AN ADVERTISING CAMPAIGN FOR CARBONATED BEVERAGES advised consumers in 1956 to "Enjoy Sparkling Soft Drinks!" and "Life is Great When You Carbonate!" Soft drinks were being marketed as a digestive aid that helped the body absorb nutrients, maintain a balanced diet, and cure hangovers. As early as 1930, can manufacturers had begun to explore the possibility of adapting cans to package carbonated beverages. And beer and soft drink companies eagerly anticipated a means of delivering more volume, more efficiently to consumers. Cans would be sturdier than glass bottles and their shape more amenable to transportation and storage. But the can first had to be strengthened to accommodate higher internal can pressures created by carbonation—especially during warm summer months. Without increasing the thickness of the metal used, distortion of the end would strain the seal, potentially causing leaks and making the cans unstackable.
Tobacco, cigarettes and cigard were among the first products
to be commonly sold in tins of various shapes and styles
including the infamous Prince Albert in a can.
Soft drinks appeared in cans
as early as 1938. This Pepsi
can design dates from the 1960s.
The Coca-Cola Company introduced
the "Harlequin" design in 1966.
The use of cans for carbonated beverages was delayed, however, because of material limitations mandated by the government during the Korean War. When the restriction ended after the war, the new beverage can was introduced and marketed nationwide. However, a new competitor to the market—aluminum—would soon inspire can manufacturers to embark on a program of cost savings to reduce both the amount of steel and coatings used in can making.
The first aluminum beverage can was manufactured by Reynolds Metals Company in 1963 and used to package a diet cola called "Slenderella." Royal Crown adopted the aluminum can in 1964, and by 1967 Pepsi and Coke followed. This was an exciting innovation for the packaging industry because the aluminum can was made with only two pieces—a body and an end. This made 360-degree printing possible on the body of the can, increasing store display potential and shelf appeal. A can could now advertise its contents with dramatic and colorful graphics, drawing the consumer's eye to the package and creating a visual draw to purchases of one brand over another. This market advantage was further leveraged by the introduction of the multi-pack, which allowed for twelve cans to be packaged together in a compact paperboard box. The secondary packaging of the multi-pack, in addition to the graphics on the cans themselves, created a billboard for product advertising. Even more importantly, multi-packs increased sales. Consumers could easily and cost-effectively stock their refrigerators and pantries with their favorite beverages, and bottlers could move signficantly more volume. Pepsi-Cola first introduced a twelve pack of cans in 1972, noting that once consumers chose a product and a brand they would happily buy larger units.

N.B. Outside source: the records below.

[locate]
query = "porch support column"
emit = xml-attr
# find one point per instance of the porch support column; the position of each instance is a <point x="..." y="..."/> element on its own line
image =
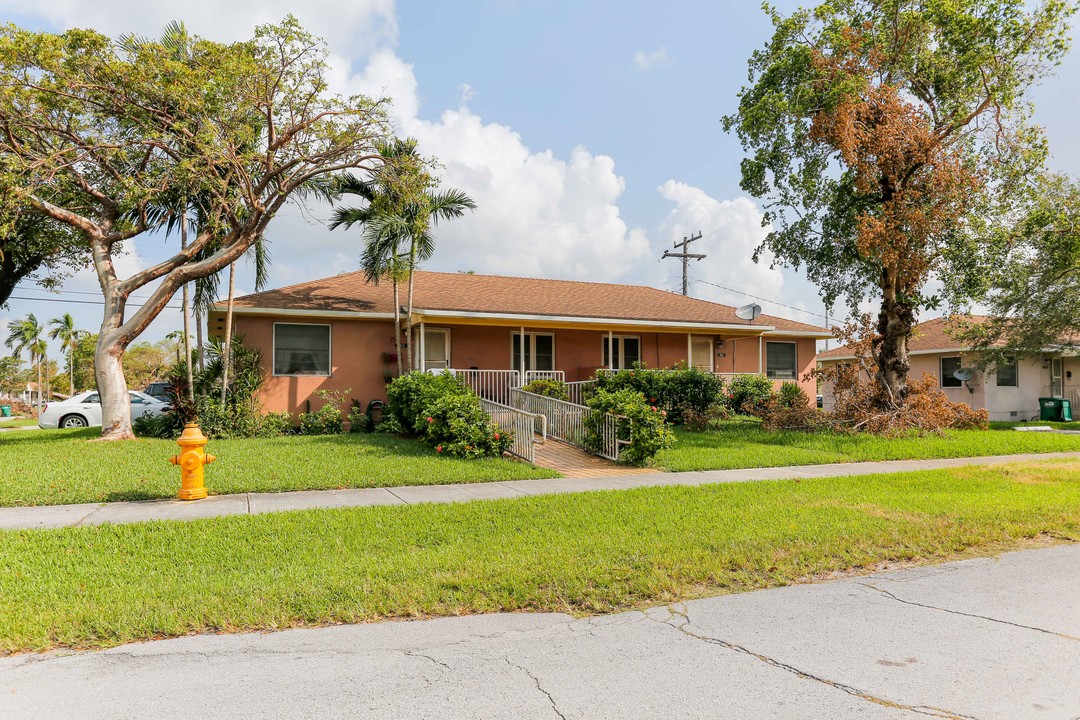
<point x="423" y="355"/>
<point x="521" y="355"/>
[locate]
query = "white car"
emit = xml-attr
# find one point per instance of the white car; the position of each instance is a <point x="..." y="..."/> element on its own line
<point x="84" y="410"/>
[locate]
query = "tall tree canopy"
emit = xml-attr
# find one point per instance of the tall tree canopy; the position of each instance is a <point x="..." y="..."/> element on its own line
<point x="882" y="134"/>
<point x="123" y="131"/>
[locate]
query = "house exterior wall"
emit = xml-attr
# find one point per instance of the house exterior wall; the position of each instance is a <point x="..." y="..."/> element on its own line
<point x="1010" y="403"/>
<point x="356" y="349"/>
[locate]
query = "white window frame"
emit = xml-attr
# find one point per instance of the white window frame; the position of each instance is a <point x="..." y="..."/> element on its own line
<point x="530" y="360"/>
<point x="795" y="370"/>
<point x="421" y="362"/>
<point x="622" y="350"/>
<point x="712" y="351"/>
<point x="941" y="371"/>
<point x="997" y="379"/>
<point x="329" y="353"/>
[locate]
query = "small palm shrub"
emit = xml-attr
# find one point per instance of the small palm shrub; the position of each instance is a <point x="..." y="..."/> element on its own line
<point x="637" y="421"/>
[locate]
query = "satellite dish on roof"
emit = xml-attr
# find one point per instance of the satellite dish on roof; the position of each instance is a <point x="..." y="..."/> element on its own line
<point x="748" y="312"/>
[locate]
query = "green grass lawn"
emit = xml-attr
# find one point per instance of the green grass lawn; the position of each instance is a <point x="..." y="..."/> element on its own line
<point x="586" y="553"/>
<point x="17" y="422"/>
<point x="50" y="467"/>
<point x="745" y="445"/>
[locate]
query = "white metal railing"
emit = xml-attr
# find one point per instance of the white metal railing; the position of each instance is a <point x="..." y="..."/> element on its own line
<point x="523" y="425"/>
<point x="490" y="384"/>
<point x="544" y="375"/>
<point x="577" y="391"/>
<point x="566" y="421"/>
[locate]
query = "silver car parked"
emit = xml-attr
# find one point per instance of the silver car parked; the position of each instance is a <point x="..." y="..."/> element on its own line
<point x="84" y="410"/>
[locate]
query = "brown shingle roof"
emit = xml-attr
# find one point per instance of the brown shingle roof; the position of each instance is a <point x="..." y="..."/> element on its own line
<point x="930" y="336"/>
<point x="514" y="296"/>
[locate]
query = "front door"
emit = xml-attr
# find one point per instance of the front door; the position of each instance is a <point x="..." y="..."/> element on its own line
<point x="701" y="353"/>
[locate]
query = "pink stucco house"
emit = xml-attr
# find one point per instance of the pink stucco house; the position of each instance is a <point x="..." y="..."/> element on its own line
<point x="337" y="333"/>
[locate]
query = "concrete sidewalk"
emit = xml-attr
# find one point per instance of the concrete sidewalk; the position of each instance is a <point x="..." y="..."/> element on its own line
<point x="986" y="639"/>
<point x="255" y="503"/>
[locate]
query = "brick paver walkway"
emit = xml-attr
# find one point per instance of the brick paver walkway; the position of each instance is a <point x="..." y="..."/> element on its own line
<point x="574" y="462"/>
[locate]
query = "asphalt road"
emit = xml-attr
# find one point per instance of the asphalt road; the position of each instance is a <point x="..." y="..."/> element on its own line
<point x="986" y="638"/>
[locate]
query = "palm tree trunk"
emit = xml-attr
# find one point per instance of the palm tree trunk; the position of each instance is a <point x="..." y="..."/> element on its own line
<point x="408" y="314"/>
<point x="187" y="311"/>
<point x="397" y="327"/>
<point x="228" y="331"/>
<point x="199" y="338"/>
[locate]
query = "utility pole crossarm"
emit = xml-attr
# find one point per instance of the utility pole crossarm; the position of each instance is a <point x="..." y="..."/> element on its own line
<point x="685" y="256"/>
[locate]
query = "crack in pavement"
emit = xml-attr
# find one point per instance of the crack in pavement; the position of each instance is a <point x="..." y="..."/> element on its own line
<point x="966" y="614"/>
<point x="539" y="687"/>
<point x="854" y="692"/>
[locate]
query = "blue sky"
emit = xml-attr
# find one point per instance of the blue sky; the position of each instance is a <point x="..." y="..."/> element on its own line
<point x="589" y="132"/>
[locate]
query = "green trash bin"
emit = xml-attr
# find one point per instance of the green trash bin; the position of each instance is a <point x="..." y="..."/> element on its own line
<point x="1055" y="409"/>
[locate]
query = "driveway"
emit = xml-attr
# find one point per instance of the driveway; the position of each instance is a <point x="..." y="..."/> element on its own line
<point x="984" y="638"/>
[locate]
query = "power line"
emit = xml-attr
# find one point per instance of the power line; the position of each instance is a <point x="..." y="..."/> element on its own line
<point x="85" y="302"/>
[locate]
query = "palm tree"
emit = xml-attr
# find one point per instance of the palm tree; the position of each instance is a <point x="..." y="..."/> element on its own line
<point x="401" y="212"/>
<point x="26" y="335"/>
<point x="65" y="330"/>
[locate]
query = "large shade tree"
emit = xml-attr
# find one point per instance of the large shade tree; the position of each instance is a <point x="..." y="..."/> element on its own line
<point x="125" y="128"/>
<point x="882" y="134"/>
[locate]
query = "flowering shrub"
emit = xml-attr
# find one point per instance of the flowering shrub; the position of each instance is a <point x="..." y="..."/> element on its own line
<point x="639" y="422"/>
<point x="446" y="415"/>
<point x="750" y="394"/>
<point x="676" y="391"/>
<point x="459" y="426"/>
<point x="548" y="389"/>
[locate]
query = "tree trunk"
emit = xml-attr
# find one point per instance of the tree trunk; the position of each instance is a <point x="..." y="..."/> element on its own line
<point x="397" y="327"/>
<point x="199" y="338"/>
<point x="112" y="389"/>
<point x="228" y="331"/>
<point x="187" y="311"/>
<point x="895" y="322"/>
<point x="408" y="313"/>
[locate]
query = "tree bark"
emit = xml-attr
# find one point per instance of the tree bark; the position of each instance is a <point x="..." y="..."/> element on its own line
<point x="408" y="313"/>
<point x="397" y="327"/>
<point x="895" y="322"/>
<point x="187" y="311"/>
<point x="228" y="331"/>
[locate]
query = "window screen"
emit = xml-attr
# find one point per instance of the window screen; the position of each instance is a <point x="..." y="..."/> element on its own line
<point x="950" y="365"/>
<point x="1007" y="374"/>
<point x="780" y="361"/>
<point x="301" y="349"/>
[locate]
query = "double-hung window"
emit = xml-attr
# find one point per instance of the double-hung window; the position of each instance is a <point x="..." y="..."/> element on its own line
<point x="539" y="351"/>
<point x="948" y="367"/>
<point x="1006" y="372"/>
<point x="301" y="349"/>
<point x="781" y="361"/>
<point x="621" y="351"/>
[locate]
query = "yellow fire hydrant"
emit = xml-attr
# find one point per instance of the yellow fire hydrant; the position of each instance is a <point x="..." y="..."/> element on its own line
<point x="191" y="460"/>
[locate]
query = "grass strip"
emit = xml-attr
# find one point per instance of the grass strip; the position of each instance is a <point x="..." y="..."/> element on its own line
<point x="53" y="467"/>
<point x="91" y="587"/>
<point x="737" y="445"/>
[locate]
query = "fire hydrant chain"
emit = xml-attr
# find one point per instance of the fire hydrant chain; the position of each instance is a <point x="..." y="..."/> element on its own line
<point x="191" y="460"/>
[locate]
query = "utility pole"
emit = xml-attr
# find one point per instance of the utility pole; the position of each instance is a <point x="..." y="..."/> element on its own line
<point x="686" y="256"/>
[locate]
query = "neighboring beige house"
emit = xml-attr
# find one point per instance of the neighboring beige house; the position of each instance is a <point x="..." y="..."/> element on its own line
<point x="1010" y="393"/>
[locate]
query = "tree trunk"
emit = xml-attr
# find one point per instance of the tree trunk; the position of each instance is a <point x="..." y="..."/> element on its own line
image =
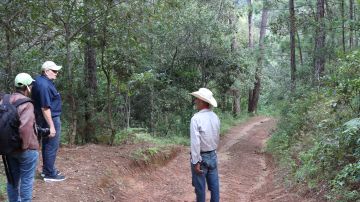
<point x="9" y="67"/>
<point x="292" y="45"/>
<point x="107" y="69"/>
<point x="255" y="92"/>
<point x="343" y="24"/>
<point x="72" y="103"/>
<point x="250" y="11"/>
<point x="319" y="51"/>
<point x="351" y="16"/>
<point x="90" y="79"/>
<point x="299" y="48"/>
<point x="236" y="102"/>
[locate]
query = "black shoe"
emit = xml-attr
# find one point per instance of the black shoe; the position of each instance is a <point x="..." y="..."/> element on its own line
<point x="56" y="178"/>
<point x="57" y="173"/>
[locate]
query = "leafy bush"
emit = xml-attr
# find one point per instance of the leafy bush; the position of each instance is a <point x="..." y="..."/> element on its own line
<point x="318" y="135"/>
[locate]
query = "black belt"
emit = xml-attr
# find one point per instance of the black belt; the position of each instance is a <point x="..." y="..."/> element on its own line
<point x="206" y="152"/>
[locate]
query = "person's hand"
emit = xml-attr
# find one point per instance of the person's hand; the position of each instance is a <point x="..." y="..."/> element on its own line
<point x="52" y="132"/>
<point x="197" y="169"/>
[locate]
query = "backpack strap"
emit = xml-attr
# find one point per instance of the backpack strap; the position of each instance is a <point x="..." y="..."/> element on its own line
<point x="21" y="101"/>
<point x="18" y="102"/>
<point x="6" y="99"/>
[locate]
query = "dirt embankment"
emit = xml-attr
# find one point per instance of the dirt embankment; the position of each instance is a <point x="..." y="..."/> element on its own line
<point x="101" y="173"/>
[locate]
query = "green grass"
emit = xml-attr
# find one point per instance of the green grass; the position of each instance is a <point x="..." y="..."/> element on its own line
<point x="2" y="187"/>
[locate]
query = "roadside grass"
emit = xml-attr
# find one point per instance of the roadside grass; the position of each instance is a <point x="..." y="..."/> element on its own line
<point x="2" y="183"/>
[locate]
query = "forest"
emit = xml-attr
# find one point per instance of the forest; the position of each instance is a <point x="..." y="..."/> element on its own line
<point x="131" y="64"/>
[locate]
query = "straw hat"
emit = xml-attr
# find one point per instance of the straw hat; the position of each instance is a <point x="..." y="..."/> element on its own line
<point x="50" y="65"/>
<point x="205" y="95"/>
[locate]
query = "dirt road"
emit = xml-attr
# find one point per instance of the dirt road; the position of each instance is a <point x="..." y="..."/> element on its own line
<point x="101" y="173"/>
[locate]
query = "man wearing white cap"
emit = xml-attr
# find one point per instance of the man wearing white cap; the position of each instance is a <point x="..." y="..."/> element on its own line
<point x="21" y="162"/>
<point x="205" y="133"/>
<point x="47" y="102"/>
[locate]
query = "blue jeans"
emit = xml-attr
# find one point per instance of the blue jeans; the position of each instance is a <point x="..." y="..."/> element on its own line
<point x="209" y="176"/>
<point x="22" y="167"/>
<point x="49" y="150"/>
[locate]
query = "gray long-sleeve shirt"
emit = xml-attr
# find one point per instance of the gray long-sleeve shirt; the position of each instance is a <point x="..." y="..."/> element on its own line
<point x="204" y="133"/>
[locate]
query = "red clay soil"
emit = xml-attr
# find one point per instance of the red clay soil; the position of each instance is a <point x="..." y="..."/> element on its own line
<point x="103" y="173"/>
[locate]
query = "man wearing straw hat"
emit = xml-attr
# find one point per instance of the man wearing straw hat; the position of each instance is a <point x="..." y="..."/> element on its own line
<point x="204" y="133"/>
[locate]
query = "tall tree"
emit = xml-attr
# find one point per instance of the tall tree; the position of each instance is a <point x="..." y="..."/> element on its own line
<point x="90" y="73"/>
<point x="292" y="45"/>
<point x="351" y="18"/>
<point x="250" y="24"/>
<point x="319" y="51"/>
<point x="342" y="5"/>
<point x="255" y="92"/>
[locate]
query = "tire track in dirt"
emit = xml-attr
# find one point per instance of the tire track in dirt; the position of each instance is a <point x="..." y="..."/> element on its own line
<point x="246" y="172"/>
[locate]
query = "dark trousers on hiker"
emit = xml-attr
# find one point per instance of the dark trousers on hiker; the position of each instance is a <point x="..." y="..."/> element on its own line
<point x="49" y="150"/>
<point x="23" y="166"/>
<point x="210" y="177"/>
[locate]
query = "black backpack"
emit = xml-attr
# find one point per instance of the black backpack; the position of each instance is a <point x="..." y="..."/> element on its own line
<point x="9" y="125"/>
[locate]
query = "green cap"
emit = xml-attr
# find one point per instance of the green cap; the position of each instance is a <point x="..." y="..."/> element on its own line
<point x="23" y="79"/>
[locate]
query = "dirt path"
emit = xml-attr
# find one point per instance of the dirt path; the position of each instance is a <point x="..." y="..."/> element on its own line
<point x="100" y="173"/>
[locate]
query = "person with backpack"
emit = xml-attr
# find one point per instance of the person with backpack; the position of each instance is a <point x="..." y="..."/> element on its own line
<point x="47" y="101"/>
<point x="204" y="140"/>
<point x="21" y="160"/>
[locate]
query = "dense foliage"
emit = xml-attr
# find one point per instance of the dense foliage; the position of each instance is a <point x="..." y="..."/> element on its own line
<point x="132" y="64"/>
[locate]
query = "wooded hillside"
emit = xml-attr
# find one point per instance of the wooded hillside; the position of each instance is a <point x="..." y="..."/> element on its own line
<point x="132" y="64"/>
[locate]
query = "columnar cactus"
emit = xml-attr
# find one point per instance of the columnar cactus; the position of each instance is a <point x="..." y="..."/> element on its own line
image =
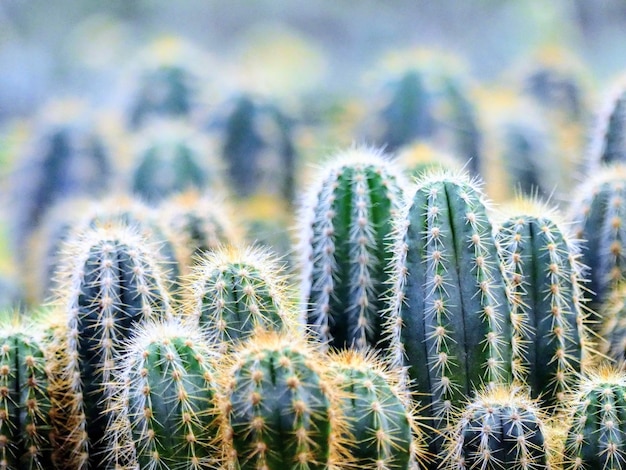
<point x="345" y="226"/>
<point x="501" y="428"/>
<point x="381" y="422"/>
<point x="165" y="414"/>
<point x="109" y="282"/>
<point x="543" y="267"/>
<point x="449" y="320"/>
<point x="280" y="409"/>
<point x="597" y="434"/>
<point x="24" y="399"/>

Canned soft drinks were first dispensed in vending machines in 1961, joining glass bottle and paper cup machines, and by the late 1960s, dominated the vending market. Some years later, in a popular series of national television ads, both space aliens and supermodel Cindy Crawford would choose cans of Pepsi from a vending machine. By 1985, the aluminum can was the most popular beverage package in any market. Today's consumers buy soft drinks from their grocery stores in aluminum cans four times as often as in plastic bottles, and thirty-eight times as often as in glass bottles.